Introduction

Hepatic echinococcosis is a global public health issue that has a significant negative impact on both health and economy [1, 2]. It is a zoonotic disease and liver is most commonly affected, the majority of which is Cystic Echinococcosis (CE) caused by Echinococcosis Granulosus infection, followed by Alveolar Echinococcosis (AE) caused by Echinococcosis Multilocularis [1, 3, 4]. It has a global endemic distribution pattern, with the Qinghai-Tibet plateau in China, South America, and Eastern Europe being particularly endemic regions [1, 2, 5]. Managements for hepatic CE are: (i) percutaneous treatment, (ii) surgery, (iii) antiparasitic drug, or (iv) watch and wait [6]. No optimal treatment is recommended for hepatic CE [6, 7]. Surgery, in conjunction with adjuvant anti-parasitic agent, is currently the primary method of CE treatment, particularly in cases of large, superficial, and/or complicated cysts [6,7,8]. In general, surgical managements are divided into radical surgery (RS), which includes total pericystectomy as well as liver resection, and conservative surgery (CS), which includes sub-total cystectomy and partial cystectomy [2, 3, 9]. The decision between RS and CS is debatable, because more invasive procedures are linked to increased rates of complications, but reduced rates of recurrence [1]. Furthermore, intensive therapy for a benign condition is frequently criticized [10]. Sizable numbers of studies have compared CS and RS treatment on hepatic CE and found RS favored the decrease of some short-term and/or long-term treatment outcomes [9, 11, 12]. However, the power of the evidence is insufficient because only hypothesis tests without adjusting for baseline characteristics can falsely reject the null hypothesis and lead to an incorrect conclusion [13]. On the other hand, controversial finding was observed in a retrospective study by El Malki HO et al. [14], which no statistically significant difference in outcomes was found between RS and CS after propensity score matching and multivariable logistic analysis.

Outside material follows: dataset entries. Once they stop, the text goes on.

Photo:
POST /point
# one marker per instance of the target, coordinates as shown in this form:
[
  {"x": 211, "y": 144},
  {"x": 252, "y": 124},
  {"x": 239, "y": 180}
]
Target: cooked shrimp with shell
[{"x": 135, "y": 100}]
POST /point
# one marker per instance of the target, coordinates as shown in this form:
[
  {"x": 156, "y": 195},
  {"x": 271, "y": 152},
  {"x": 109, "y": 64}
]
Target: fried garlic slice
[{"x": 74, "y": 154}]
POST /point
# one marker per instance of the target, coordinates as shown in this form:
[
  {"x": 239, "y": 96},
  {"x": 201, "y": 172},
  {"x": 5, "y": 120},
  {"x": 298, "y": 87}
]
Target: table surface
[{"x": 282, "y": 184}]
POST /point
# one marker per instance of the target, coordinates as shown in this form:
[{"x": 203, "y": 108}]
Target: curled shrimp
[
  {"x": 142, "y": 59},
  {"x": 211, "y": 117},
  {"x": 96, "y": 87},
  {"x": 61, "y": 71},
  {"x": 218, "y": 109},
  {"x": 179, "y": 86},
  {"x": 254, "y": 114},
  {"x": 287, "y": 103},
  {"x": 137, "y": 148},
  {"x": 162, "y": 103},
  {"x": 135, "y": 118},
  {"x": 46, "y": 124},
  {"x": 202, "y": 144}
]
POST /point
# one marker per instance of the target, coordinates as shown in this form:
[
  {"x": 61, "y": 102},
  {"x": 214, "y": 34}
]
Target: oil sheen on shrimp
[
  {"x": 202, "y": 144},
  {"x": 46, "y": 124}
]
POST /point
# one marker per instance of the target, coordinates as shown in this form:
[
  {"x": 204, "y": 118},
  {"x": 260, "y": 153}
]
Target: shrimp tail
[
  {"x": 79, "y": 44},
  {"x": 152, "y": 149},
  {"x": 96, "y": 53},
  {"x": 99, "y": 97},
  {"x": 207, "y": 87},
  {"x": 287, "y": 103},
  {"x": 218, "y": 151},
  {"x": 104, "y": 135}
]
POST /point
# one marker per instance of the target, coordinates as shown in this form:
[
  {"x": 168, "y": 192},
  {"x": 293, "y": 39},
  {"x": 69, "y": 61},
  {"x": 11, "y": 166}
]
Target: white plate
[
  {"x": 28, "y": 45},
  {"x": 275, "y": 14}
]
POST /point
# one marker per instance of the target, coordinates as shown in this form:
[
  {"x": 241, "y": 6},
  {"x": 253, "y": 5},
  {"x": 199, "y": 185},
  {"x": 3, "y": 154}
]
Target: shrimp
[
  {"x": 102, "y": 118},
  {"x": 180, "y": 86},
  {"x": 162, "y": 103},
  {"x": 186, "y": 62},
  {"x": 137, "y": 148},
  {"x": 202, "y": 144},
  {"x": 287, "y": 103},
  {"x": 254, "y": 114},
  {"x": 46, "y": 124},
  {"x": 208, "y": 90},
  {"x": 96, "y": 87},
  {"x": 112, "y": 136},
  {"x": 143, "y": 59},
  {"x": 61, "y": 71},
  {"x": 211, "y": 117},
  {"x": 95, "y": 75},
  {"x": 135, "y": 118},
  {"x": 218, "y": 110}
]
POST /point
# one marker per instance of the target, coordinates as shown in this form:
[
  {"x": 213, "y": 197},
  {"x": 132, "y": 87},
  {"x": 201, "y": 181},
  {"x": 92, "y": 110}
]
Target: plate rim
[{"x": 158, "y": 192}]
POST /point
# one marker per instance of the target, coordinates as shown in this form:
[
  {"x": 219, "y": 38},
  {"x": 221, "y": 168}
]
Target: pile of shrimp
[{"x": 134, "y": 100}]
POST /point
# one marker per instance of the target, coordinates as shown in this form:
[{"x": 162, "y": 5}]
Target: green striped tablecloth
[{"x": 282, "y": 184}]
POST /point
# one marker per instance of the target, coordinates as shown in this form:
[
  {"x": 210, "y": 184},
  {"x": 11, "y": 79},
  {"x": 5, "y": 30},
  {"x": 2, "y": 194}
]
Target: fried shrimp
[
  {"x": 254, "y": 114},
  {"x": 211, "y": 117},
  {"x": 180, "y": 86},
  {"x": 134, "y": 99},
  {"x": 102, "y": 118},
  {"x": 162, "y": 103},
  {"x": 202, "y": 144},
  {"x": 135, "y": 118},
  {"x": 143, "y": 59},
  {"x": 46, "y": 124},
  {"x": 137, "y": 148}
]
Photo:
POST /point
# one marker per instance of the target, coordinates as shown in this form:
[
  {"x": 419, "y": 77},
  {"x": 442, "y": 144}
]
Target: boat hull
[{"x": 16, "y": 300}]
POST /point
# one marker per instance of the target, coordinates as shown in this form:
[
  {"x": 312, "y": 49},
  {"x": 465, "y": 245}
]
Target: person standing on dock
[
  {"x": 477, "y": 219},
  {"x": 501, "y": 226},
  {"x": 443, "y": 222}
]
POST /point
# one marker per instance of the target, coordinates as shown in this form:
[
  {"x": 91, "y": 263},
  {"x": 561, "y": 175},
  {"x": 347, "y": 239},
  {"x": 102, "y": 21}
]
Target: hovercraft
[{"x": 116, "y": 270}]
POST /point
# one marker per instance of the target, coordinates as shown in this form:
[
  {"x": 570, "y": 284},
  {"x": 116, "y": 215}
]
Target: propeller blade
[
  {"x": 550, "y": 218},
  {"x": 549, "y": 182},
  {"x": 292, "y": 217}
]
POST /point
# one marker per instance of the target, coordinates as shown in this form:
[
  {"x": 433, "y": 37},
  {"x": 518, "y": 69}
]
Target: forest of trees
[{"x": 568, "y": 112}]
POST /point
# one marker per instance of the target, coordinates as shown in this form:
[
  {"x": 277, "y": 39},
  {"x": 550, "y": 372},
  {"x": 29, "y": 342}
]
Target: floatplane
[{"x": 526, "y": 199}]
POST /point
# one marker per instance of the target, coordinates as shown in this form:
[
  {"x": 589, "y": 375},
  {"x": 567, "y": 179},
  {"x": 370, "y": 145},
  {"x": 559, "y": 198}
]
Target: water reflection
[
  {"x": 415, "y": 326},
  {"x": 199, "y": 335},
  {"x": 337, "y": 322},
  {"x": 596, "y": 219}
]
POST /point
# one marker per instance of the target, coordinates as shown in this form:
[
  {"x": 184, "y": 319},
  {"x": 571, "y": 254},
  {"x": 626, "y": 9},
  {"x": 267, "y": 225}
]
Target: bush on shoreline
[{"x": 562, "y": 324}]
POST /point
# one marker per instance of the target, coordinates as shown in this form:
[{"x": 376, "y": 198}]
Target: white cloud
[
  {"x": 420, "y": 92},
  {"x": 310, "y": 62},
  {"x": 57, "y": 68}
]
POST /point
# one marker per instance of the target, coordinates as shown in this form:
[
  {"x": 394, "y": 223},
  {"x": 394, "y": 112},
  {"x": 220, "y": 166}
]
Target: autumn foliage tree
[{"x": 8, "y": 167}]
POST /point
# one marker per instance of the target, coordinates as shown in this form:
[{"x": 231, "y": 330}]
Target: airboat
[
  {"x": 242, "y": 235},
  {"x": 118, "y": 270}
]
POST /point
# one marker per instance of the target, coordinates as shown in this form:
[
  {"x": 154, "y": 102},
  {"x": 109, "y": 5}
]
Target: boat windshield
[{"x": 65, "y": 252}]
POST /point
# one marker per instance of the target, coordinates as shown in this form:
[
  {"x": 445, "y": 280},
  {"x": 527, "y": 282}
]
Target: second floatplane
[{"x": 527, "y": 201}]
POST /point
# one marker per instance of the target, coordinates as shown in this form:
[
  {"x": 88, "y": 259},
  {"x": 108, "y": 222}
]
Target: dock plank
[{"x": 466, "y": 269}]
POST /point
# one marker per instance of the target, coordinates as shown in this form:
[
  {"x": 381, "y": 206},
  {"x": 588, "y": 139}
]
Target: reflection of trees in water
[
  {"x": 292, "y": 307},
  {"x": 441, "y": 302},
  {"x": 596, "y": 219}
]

The average prevalence rate of Echinococcosis in Qinghai-Tibet plateau of China approaches 10% (with a range of 0.8 to 11.9%) [15]. Communities of herdsmen, owned and stray dogs, and low levels of awareness of echinococcosis are risk factors for the prevalence [16]. Starting from 2005, the Chinese Government has implemented a hydatid disease control program in endemic area. In the last 5 years, Nyingchi city, which is situated in the southeast of Qinghai-Tibet plateau, has made great effort to manage and control Echinococcosis endemic. This encourages local investigation and sparks interest in Echinococcosis clinical research.

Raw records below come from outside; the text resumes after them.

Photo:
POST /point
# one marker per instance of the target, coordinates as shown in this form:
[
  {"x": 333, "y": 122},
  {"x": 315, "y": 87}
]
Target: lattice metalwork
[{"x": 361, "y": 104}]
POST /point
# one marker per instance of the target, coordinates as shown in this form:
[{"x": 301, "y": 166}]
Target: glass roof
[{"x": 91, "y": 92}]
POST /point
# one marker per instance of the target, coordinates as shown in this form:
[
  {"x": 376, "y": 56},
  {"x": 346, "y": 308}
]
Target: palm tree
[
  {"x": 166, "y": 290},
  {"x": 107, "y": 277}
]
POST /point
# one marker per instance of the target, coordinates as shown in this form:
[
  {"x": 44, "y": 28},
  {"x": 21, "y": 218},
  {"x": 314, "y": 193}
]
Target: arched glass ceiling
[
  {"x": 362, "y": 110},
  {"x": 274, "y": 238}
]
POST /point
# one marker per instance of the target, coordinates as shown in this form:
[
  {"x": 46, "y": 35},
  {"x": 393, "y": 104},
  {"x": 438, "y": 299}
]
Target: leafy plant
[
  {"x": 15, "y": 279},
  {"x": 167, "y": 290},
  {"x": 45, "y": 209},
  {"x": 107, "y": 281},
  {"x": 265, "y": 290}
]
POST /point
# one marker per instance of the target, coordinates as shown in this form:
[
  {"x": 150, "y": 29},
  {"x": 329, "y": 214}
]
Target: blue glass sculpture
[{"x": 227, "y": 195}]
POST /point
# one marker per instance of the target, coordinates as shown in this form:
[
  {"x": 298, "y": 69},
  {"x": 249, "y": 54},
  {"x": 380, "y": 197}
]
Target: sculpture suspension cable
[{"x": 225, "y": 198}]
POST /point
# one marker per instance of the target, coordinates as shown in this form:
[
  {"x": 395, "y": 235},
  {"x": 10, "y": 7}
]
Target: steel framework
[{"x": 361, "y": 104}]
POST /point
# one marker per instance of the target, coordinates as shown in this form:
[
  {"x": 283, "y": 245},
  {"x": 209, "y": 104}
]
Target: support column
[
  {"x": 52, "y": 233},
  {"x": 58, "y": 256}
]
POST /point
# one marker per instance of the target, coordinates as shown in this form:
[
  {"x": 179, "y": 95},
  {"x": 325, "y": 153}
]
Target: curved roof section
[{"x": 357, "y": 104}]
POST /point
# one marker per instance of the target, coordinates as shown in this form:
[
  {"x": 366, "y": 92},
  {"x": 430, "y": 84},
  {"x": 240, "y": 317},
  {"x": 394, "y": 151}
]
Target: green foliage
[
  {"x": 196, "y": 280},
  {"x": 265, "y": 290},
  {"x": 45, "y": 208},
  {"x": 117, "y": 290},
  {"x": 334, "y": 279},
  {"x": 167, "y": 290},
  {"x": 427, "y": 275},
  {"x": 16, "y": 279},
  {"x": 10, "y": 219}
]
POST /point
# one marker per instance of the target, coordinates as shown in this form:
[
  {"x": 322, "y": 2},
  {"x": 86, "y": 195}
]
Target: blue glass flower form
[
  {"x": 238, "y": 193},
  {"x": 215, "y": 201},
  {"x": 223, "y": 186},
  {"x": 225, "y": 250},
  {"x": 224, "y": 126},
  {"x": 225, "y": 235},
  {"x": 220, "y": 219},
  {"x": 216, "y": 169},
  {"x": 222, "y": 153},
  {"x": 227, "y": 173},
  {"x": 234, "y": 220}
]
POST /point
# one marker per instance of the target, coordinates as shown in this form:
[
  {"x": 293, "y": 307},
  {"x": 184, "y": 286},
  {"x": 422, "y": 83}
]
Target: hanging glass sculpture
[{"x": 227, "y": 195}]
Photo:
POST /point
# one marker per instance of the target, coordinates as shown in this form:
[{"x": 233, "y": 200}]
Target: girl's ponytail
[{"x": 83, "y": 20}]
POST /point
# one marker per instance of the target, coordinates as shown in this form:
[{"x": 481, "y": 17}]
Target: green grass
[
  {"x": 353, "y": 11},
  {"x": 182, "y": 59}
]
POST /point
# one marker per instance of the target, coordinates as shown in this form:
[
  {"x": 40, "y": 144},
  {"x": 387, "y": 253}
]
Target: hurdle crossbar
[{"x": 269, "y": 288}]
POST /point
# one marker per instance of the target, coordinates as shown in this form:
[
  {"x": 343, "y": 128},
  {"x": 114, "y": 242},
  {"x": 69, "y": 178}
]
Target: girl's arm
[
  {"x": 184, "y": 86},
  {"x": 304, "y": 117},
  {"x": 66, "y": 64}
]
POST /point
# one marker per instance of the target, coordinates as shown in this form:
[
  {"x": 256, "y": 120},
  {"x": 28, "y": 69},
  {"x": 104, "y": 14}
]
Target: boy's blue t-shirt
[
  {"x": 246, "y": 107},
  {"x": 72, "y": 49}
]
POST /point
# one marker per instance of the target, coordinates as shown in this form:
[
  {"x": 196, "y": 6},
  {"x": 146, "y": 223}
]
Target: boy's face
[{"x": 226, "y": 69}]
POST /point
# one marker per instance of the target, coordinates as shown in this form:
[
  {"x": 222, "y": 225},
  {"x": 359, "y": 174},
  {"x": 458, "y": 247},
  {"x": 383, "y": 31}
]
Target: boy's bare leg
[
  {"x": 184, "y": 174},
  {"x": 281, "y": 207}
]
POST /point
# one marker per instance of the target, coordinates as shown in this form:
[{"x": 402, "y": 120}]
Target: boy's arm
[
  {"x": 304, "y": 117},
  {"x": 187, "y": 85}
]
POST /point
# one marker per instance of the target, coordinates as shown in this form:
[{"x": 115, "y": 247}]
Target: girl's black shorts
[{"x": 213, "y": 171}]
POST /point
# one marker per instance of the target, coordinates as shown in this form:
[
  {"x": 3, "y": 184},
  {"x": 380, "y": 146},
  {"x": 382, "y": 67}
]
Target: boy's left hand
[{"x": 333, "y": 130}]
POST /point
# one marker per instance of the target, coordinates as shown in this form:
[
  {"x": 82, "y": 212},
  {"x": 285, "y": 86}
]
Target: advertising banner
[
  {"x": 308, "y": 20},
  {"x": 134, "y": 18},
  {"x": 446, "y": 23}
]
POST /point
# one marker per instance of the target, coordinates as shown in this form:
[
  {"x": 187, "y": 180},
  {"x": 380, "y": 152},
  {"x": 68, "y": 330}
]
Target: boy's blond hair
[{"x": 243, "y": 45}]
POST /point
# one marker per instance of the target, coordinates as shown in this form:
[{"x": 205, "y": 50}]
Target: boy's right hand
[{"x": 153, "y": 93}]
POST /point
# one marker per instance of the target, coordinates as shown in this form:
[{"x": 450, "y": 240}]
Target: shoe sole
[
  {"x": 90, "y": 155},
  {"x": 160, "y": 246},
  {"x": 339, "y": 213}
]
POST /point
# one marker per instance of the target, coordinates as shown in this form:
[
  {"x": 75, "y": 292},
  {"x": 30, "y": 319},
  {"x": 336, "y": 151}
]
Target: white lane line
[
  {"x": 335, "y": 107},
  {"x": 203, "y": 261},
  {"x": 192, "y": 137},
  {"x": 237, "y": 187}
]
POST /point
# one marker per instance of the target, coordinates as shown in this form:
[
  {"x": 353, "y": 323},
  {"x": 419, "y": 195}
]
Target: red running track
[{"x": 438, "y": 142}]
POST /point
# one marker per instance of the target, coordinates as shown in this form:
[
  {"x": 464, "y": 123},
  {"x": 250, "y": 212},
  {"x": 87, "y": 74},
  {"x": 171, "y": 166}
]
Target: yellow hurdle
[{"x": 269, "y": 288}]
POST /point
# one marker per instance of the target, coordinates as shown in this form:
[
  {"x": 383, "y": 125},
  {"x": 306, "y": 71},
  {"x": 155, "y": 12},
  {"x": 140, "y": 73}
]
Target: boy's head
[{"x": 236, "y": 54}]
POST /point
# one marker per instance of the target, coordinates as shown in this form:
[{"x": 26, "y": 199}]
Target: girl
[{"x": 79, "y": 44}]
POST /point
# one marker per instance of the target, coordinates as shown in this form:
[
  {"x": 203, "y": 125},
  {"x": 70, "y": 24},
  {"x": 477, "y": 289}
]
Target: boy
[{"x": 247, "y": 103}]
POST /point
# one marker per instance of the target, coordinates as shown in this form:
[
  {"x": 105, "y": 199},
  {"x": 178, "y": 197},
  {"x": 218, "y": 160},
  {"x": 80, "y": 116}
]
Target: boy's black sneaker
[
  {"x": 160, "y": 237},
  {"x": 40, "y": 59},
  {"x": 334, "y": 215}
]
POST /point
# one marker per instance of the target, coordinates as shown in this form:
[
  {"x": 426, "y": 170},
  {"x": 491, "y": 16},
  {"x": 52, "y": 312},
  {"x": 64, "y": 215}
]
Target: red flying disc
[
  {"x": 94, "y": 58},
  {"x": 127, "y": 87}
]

Therefore, in order to strengthen the power of the evidence, add evidence to the existing literatures, and especially for self-improvement, we retrospectively collected hospital records of hepatic CE to analyze the association between CS versus RS and short-term outcomes using a multivariate regression model with adjustment for potential confounders.

Methods

Between January 3, 2017, and January 3, 2018, data from consecutive Echinococcosis patients who underwent surgical treatment at the Department of General Surgery, Nyingchi People's Hospital, Nyingchi, Tibet, China, were reviewed retrospectively. Patients with a diagnosis of hepatic CE who were admitted for surgical treatment met the inclusion criteria. The following patients met the exclusion criteria: (i) patients without hepatic cysts; (ii) patients with hepatic Alveolar Echinococcosis (hepatic AE) diagnoses or without information to distinguish hepatic CE from hepatic AE; and (iii) patients whose surgical records and study results were lacking. This study has been approved by the Ethics Committee of Nyingchi People’s Hospital, Nyingchi, Tibet, China (Ethic No. 2022-8th). The requirement for inform consent was waived because the data were processed, anonymized, and collected retroactively.

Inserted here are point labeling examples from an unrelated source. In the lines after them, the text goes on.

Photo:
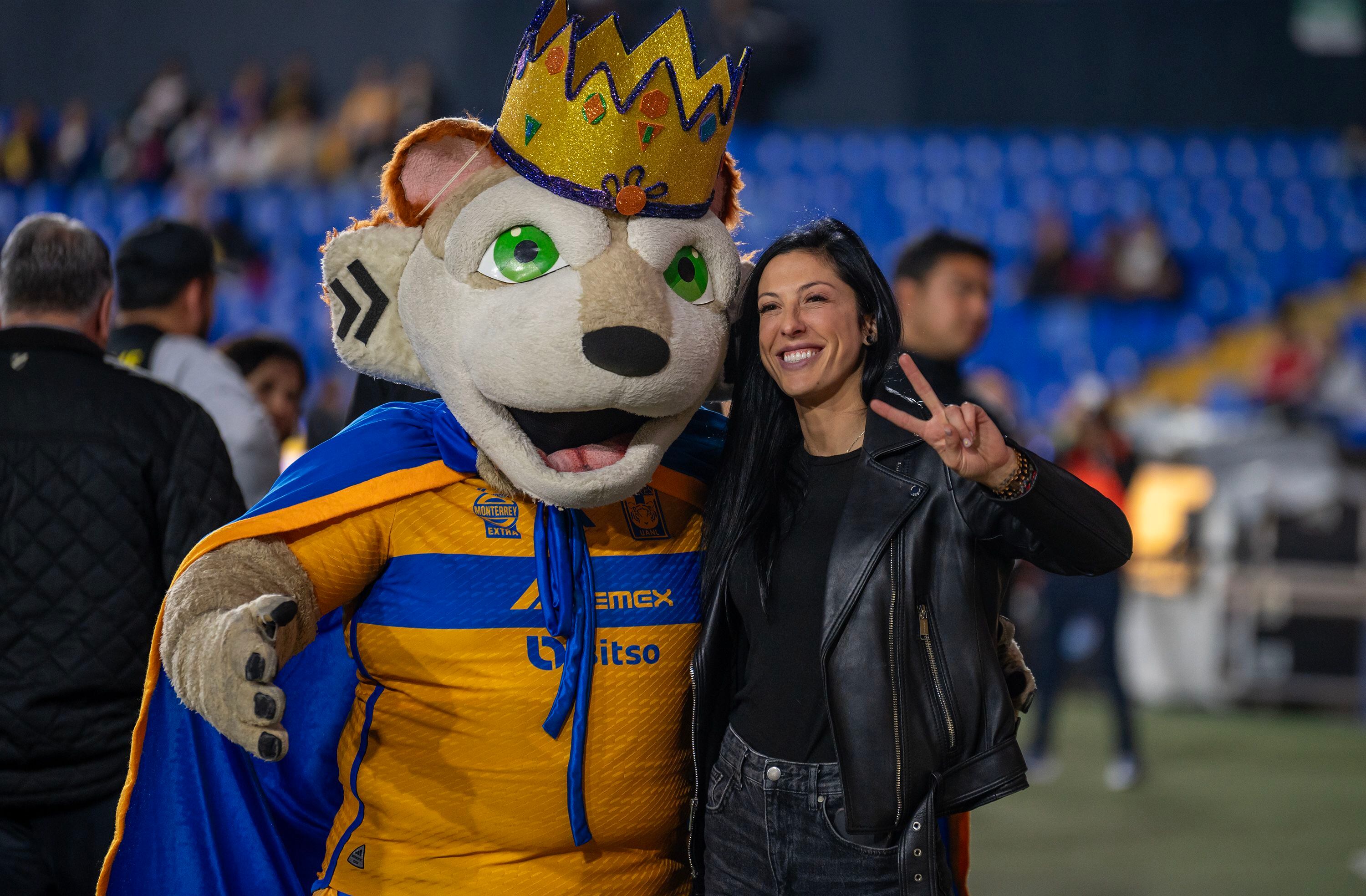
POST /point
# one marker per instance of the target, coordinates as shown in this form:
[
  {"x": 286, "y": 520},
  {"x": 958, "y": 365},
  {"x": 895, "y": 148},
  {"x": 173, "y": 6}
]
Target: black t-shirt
[{"x": 780, "y": 705}]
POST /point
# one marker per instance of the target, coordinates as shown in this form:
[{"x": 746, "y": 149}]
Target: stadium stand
[{"x": 1250, "y": 219}]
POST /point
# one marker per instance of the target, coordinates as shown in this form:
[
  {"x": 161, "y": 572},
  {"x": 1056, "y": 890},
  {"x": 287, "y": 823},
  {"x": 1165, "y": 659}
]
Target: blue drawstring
[{"x": 565, "y": 577}]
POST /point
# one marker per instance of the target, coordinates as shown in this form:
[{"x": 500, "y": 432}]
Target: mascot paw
[
  {"x": 231, "y": 663},
  {"x": 231, "y": 619},
  {"x": 1018, "y": 677},
  {"x": 246, "y": 707}
]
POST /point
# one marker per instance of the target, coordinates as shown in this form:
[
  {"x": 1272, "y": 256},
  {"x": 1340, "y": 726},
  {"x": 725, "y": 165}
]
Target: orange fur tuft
[{"x": 727, "y": 200}]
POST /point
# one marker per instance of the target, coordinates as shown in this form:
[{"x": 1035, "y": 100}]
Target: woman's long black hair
[{"x": 754, "y": 484}]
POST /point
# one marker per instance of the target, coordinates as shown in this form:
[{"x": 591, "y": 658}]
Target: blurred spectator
[
  {"x": 1342, "y": 391},
  {"x": 24, "y": 158},
  {"x": 297, "y": 93},
  {"x": 782, "y": 46},
  {"x": 1138, "y": 263},
  {"x": 118, "y": 158},
  {"x": 1293, "y": 365},
  {"x": 943, "y": 287},
  {"x": 190, "y": 145},
  {"x": 995, "y": 390},
  {"x": 166, "y": 279},
  {"x": 1080, "y": 614},
  {"x": 108, "y": 479},
  {"x": 368, "y": 117},
  {"x": 74, "y": 153},
  {"x": 240, "y": 151},
  {"x": 1059, "y": 270},
  {"x": 276, "y": 375},
  {"x": 414, "y": 97},
  {"x": 164, "y": 103}
]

The medical records of demographic, clinical, radiological, operative and postoperative details were retrieved for analysis. Clinical history, physical examination, abdominal ultrasonography, and/or radiographic studies were used in all patients to establish the diagnosis of hepatic CE. Anatomical details of cysts and its surrounding structures were identified by Computed tomography (CT). Serological tests weren't frequently employed.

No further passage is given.